蓝冰雨想要这样质疑,但她没有说出口。因为有另一个不需夜深提醒她也能想到的,更大的可能性在她的脑海中浮现了。

“左宇和权英龙的死法……”她说着,感觉自己有点喘不过气,“一个头破血流,一个被利刃捅死……这两种死法倒是很像强盗杀人的方式。如果董娜娜身上也出现了这样的伤口的话……”

“就坐实了抢劫杀人这一说法。”夜深接口道,“我一直想不明白,权英龙家中有势,神理和陆伯言家中有钱,以他们三家的本事,居然还没法‘摆平’这么一桩肇事案件?但现在看来很清楚了,他们已经摆得够平了。
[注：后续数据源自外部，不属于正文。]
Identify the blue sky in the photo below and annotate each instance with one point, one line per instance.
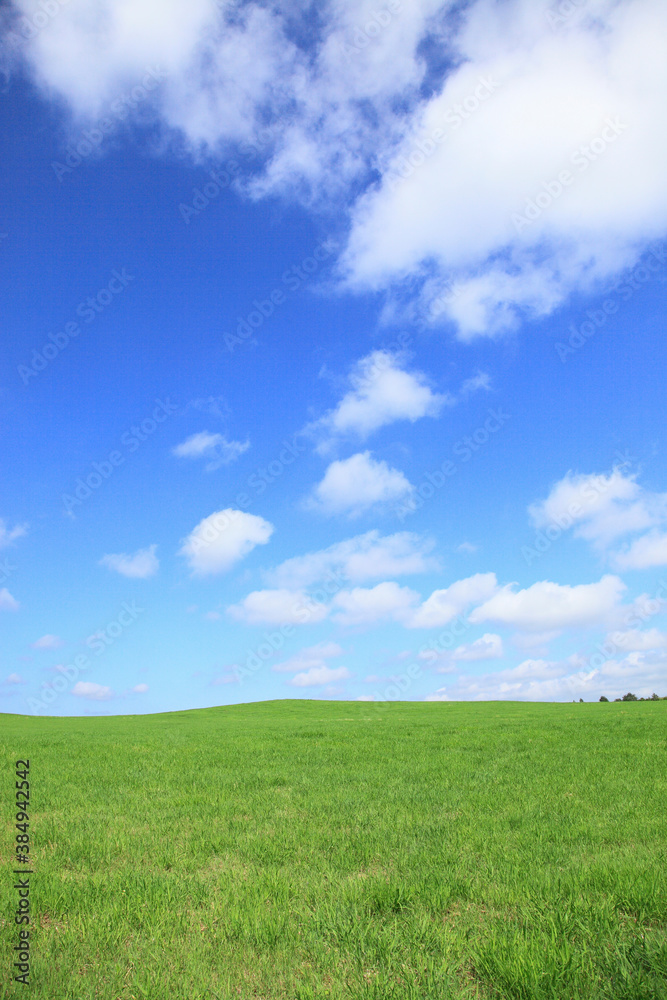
(333, 357)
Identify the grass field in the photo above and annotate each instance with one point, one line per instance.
(302, 849)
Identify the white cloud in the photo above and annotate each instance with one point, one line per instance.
(634, 640)
(7, 602)
(48, 642)
(601, 507)
(353, 485)
(364, 557)
(488, 647)
(444, 605)
(348, 98)
(367, 606)
(548, 93)
(645, 552)
(467, 547)
(439, 695)
(96, 692)
(565, 680)
(307, 659)
(140, 565)
(549, 606)
(278, 607)
(381, 393)
(215, 447)
(320, 675)
(222, 539)
(8, 536)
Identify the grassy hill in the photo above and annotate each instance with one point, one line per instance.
(302, 850)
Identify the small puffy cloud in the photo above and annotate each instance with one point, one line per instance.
(7, 602)
(647, 551)
(307, 659)
(634, 640)
(475, 384)
(444, 605)
(48, 642)
(7, 535)
(95, 692)
(364, 557)
(439, 695)
(316, 676)
(140, 565)
(565, 680)
(366, 606)
(549, 606)
(278, 607)
(601, 508)
(488, 647)
(222, 539)
(381, 392)
(215, 447)
(354, 485)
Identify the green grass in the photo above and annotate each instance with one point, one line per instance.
(310, 850)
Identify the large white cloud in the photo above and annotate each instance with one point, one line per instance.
(546, 606)
(353, 485)
(525, 104)
(604, 508)
(364, 557)
(222, 539)
(513, 100)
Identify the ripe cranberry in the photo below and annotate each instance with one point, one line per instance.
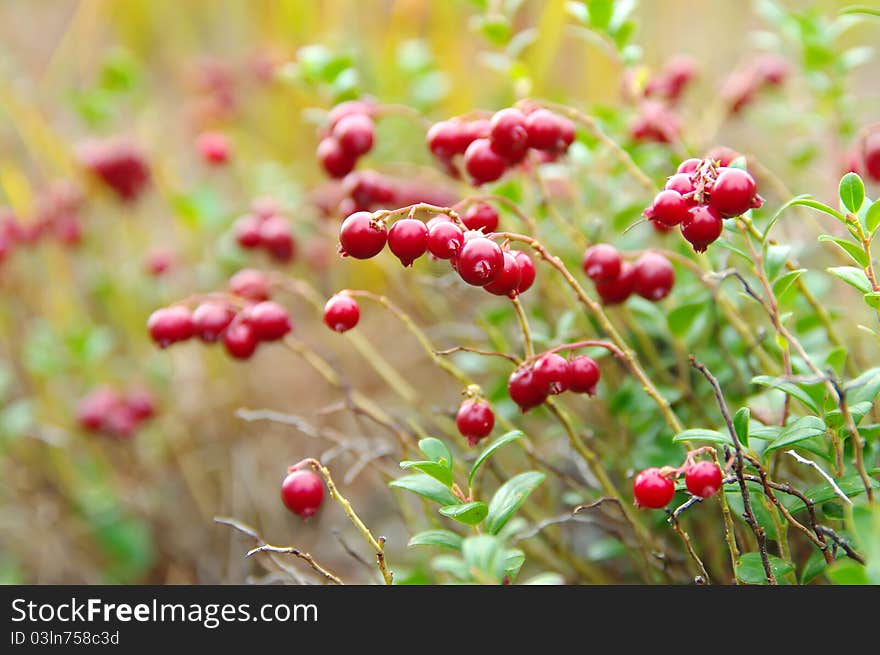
(210, 319)
(481, 217)
(354, 134)
(703, 479)
(525, 390)
(583, 374)
(652, 489)
(480, 261)
(445, 238)
(408, 240)
(169, 325)
(483, 164)
(602, 262)
(552, 373)
(732, 192)
(268, 319)
(508, 280)
(302, 492)
(240, 340)
(475, 420)
(336, 162)
(616, 291)
(654, 276)
(526, 270)
(250, 284)
(702, 227)
(341, 313)
(361, 237)
(669, 208)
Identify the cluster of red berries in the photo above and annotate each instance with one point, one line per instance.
(490, 147)
(477, 259)
(700, 194)
(302, 491)
(654, 488)
(241, 330)
(651, 275)
(265, 227)
(113, 413)
(350, 135)
(118, 164)
(550, 374)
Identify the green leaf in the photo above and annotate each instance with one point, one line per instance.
(510, 497)
(468, 513)
(503, 440)
(437, 471)
(442, 538)
(803, 428)
(852, 192)
(426, 486)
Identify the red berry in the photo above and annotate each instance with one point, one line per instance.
(508, 280)
(525, 390)
(354, 134)
(408, 240)
(335, 161)
(361, 237)
(445, 238)
(702, 227)
(481, 217)
(583, 374)
(602, 262)
(654, 276)
(341, 313)
(732, 192)
(480, 261)
(250, 284)
(616, 291)
(210, 319)
(483, 164)
(302, 492)
(169, 325)
(552, 372)
(652, 489)
(475, 420)
(703, 479)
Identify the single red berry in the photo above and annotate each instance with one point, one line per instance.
(481, 217)
(552, 372)
(702, 227)
(408, 240)
(583, 374)
(336, 162)
(210, 319)
(616, 291)
(602, 262)
(654, 276)
(525, 390)
(250, 284)
(703, 479)
(355, 134)
(508, 280)
(475, 420)
(480, 261)
(169, 325)
(362, 237)
(732, 192)
(341, 313)
(269, 320)
(302, 492)
(652, 489)
(483, 164)
(445, 238)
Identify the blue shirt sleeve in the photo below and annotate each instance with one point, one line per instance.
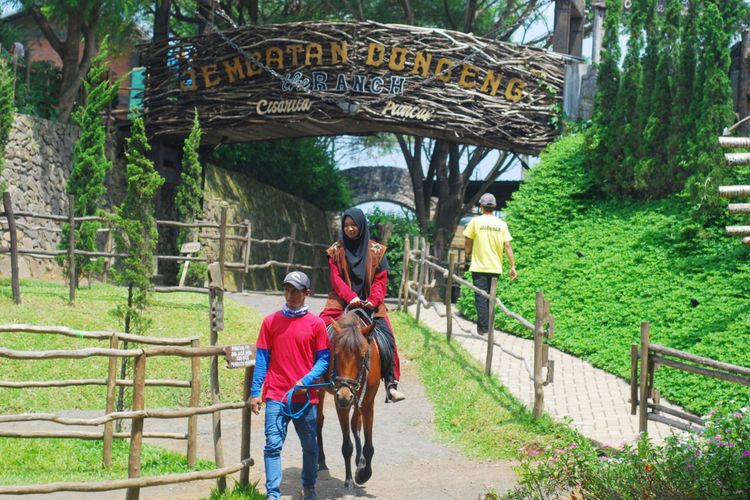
(261, 368)
(322, 358)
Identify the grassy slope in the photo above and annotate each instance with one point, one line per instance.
(608, 265)
(174, 315)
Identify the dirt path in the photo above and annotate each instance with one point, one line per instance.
(409, 461)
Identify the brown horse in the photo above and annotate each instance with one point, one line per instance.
(355, 373)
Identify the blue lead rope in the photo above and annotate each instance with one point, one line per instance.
(286, 409)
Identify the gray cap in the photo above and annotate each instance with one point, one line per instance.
(298, 280)
(487, 200)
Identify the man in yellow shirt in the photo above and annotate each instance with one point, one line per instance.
(486, 238)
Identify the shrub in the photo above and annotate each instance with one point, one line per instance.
(713, 465)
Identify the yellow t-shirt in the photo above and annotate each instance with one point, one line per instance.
(489, 235)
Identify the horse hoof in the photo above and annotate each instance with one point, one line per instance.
(363, 475)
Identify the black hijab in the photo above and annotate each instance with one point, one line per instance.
(356, 249)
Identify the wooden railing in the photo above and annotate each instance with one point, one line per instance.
(187, 348)
(243, 235)
(650, 357)
(426, 271)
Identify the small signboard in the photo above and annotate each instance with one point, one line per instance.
(240, 356)
(190, 247)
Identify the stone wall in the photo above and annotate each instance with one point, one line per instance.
(271, 213)
(37, 165)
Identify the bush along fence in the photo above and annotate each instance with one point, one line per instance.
(421, 289)
(237, 356)
(207, 231)
(650, 357)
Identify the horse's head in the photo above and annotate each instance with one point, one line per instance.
(351, 357)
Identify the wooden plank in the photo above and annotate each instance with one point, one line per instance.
(71, 250)
(118, 484)
(737, 159)
(195, 395)
(633, 378)
(449, 297)
(136, 429)
(734, 142)
(643, 399)
(734, 191)
(14, 276)
(719, 365)
(247, 416)
(701, 371)
(538, 342)
(110, 405)
(739, 208)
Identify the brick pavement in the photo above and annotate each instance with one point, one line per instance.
(595, 401)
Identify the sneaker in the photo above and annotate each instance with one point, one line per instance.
(309, 494)
(396, 395)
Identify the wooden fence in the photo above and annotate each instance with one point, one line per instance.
(423, 283)
(184, 347)
(242, 235)
(652, 356)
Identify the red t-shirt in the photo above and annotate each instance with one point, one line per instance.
(292, 344)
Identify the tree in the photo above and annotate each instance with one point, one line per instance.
(189, 197)
(82, 24)
(135, 229)
(90, 162)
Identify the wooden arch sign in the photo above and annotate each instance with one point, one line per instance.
(312, 78)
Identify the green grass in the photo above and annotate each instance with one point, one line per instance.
(473, 411)
(27, 461)
(607, 265)
(173, 315)
(37, 461)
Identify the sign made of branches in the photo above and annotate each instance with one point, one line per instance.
(313, 78)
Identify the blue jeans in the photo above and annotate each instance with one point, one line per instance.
(483, 282)
(276, 428)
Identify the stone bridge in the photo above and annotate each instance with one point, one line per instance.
(393, 184)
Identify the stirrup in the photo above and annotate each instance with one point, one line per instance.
(396, 395)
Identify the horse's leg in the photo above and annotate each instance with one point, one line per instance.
(323, 472)
(364, 466)
(346, 447)
(356, 426)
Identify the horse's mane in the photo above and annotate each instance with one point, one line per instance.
(348, 338)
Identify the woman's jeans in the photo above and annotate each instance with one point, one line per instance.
(482, 281)
(276, 429)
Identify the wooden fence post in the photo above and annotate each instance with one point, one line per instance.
(247, 416)
(491, 327)
(222, 240)
(422, 274)
(643, 400)
(136, 430)
(14, 278)
(415, 271)
(195, 396)
(538, 355)
(633, 379)
(111, 386)
(449, 297)
(403, 291)
(216, 311)
(72, 250)
(290, 255)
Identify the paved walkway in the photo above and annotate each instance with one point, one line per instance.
(596, 401)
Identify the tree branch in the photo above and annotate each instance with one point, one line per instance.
(49, 33)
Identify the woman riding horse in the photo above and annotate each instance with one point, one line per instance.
(358, 270)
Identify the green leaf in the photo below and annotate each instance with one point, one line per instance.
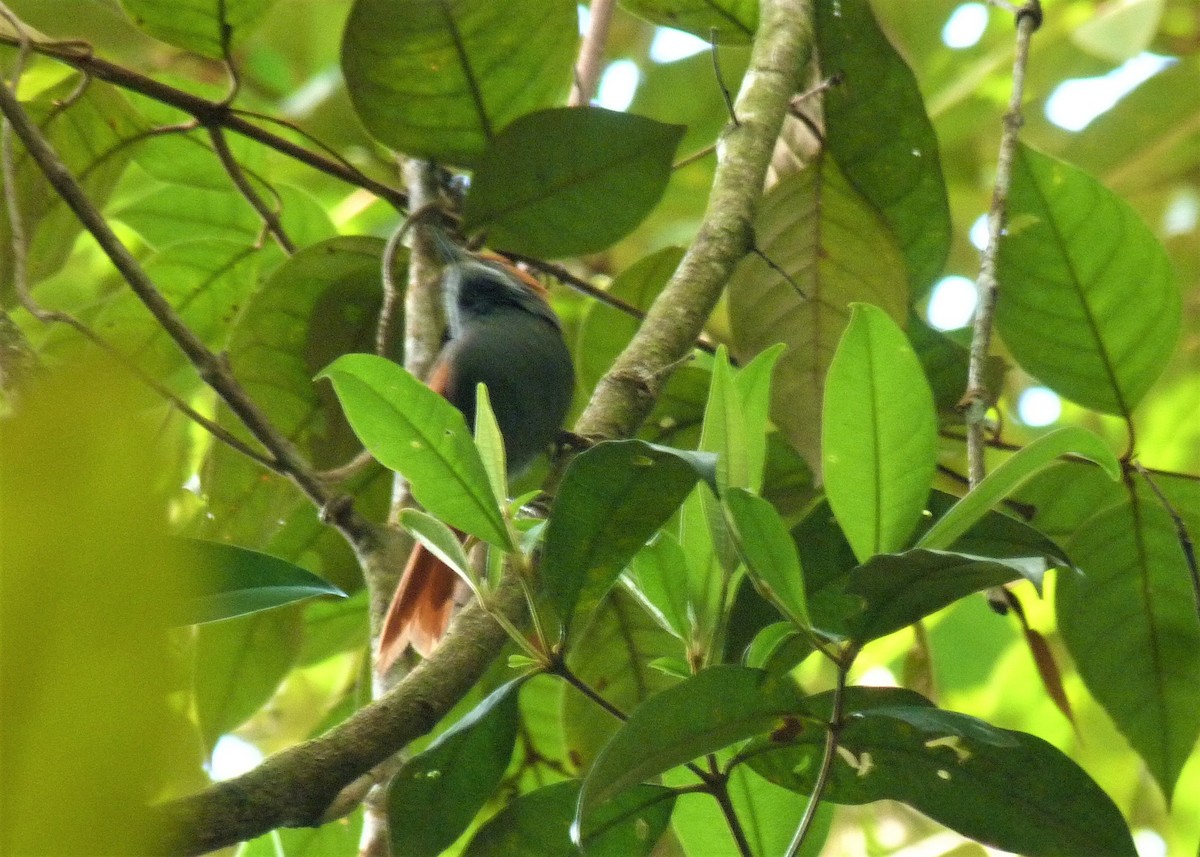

能把一件故意杀人案的痕迹完全抹消,最后只按照肇事逃逸来处理,这就已经是他们的极限了。最后,负责开车的陆伯言成了另外那三人的替罪羊,他只是被丢出来的弃子而已。”

“还有神理……”蓝冰雨喃喃着,她又想起下午夜深把神理从烂泥地中拉拽出来的那一幕,“虫咒之所以袭击她,是因为当时的‘条件’已经足够,如果没有我们赶到的话,她必死无疑!她那时说的‘我要被活埋了’,其实就是……”

“是的,她那时已经了解了自己的死法。她本就是知道的。”夜深说道,“一开始我们不知道这虫咒具体是蛇咒还是蜥咒,因此把这两种灵咒的特征都告诉了她。之后,我们确定了这是蛇咒,可神理却从另外三人的死亡中发现了与十三年前那件事的相通之处,恐怕她早就知道这其实是蜥咒了。但她不会告诉我们,因为一旦她说出来,就必须要把当年的事件彻底解释清楚。她知道董娜娜最后的死法是什么,当然也就知道她自己对此是如何理解的。她说‘我要被活埋了’,恐怕这就是对于神理而言的,董娜娜真正的死亡方式。”

“活埋……”

蓝冰雨皱了皱眉。她想到那个女人在刚刚成年时就把一个无辜的女孩活活埋葬掉,而她这些天居然还和这个女人朝夕相处。饶是她“久经战阵”,这会儿也不由得起了一身鸡皮疙瘩。不是因为害怕,而是有些恶心。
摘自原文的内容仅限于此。